Taipei People
By Pai Hsien-yung
Translated by Patia Yasin
(1971, translated 1982)
(Short Story Collection)
Mr. Pai writes about Mainland Chinese who fled the Red Army and escaped to Taiwan. There are fourteen short stories in this collection, which is a dual-language text. The stories were written in the last half of the 1960s and first published in 1971. All of the characters are almost excruciatingly conscious of their memories before their flight from their homes; these thoughts reckon frequently in their attempts to comprehend their failures and achievements as displaced persons in a society that regards them as outsiders. There are fourteen stories in this collection, which have been compared to James Joyce’s Dubliners.

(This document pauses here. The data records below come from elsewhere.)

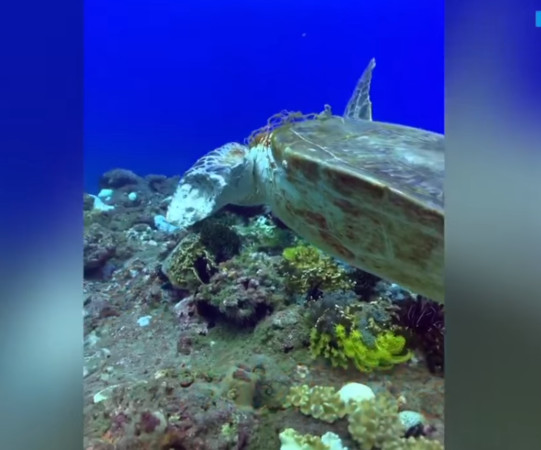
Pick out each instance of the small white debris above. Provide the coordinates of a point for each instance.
(356, 392)
(104, 394)
(144, 321)
(409, 419)
(106, 194)
(161, 224)
(100, 205)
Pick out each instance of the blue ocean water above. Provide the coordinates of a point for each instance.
(166, 81)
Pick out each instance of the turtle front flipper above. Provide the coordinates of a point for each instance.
(223, 176)
(360, 106)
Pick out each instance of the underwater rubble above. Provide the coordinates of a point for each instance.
(238, 335)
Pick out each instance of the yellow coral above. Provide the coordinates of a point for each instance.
(307, 269)
(344, 347)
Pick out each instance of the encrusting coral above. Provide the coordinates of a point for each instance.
(373, 422)
(338, 337)
(309, 272)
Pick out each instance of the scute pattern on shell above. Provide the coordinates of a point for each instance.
(369, 193)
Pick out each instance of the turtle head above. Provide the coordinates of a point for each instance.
(223, 176)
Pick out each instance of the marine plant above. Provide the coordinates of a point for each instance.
(337, 336)
(423, 322)
(373, 421)
(309, 272)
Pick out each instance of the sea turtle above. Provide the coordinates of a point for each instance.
(369, 193)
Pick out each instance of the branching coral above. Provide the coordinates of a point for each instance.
(242, 292)
(320, 402)
(424, 322)
(189, 264)
(309, 272)
(338, 337)
(374, 423)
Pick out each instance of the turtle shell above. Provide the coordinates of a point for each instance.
(370, 193)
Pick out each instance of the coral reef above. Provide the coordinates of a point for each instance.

Some of the titles are “The Eternal Snow Beauty,” “The Dirge of Liang Fu,” “The Last Night of Taipan Chin,” and “Glories by Blossom Bridge.” Many of the texts are about Kuomintang officers adjusting to low-status positions; many more are about Mainland Chinese women working as “taxi dancers” or madams in brothels. Mr. Pai has an eye and sensitivity for the people of the demimonde, writing of the homosexual community working in Taipei’s dynamic motion picture industry in “A Sky Full of Bright, Twinkling Stars.”
“Have you ever seen such a lewd, demonic moon before? Like an immense ball of flesh, bloodshot, floating up there, flesh-red. In the park, human shadows flickered, circled around wildly like the images on a revolving lantern. Dark-and-Handsome was sitting there on a stone balustrade, decked out in a tight-fitting scarlet t-shirt, black Bermuda shorts, and sandals. Head in the air, legs swinging, he was showing off like a little peacock spreading its tail for the first time. He’d just landed a small part in Dawn of Spring, directed by Old Man Mo. In front of the cameras for the first time in his life, he damn near forgot who he was.” (322 “A Sky Full of Bright, Twinkling Stars”)
I will have to check this one out. The excerpt you used has some amazing imagery. Thank you.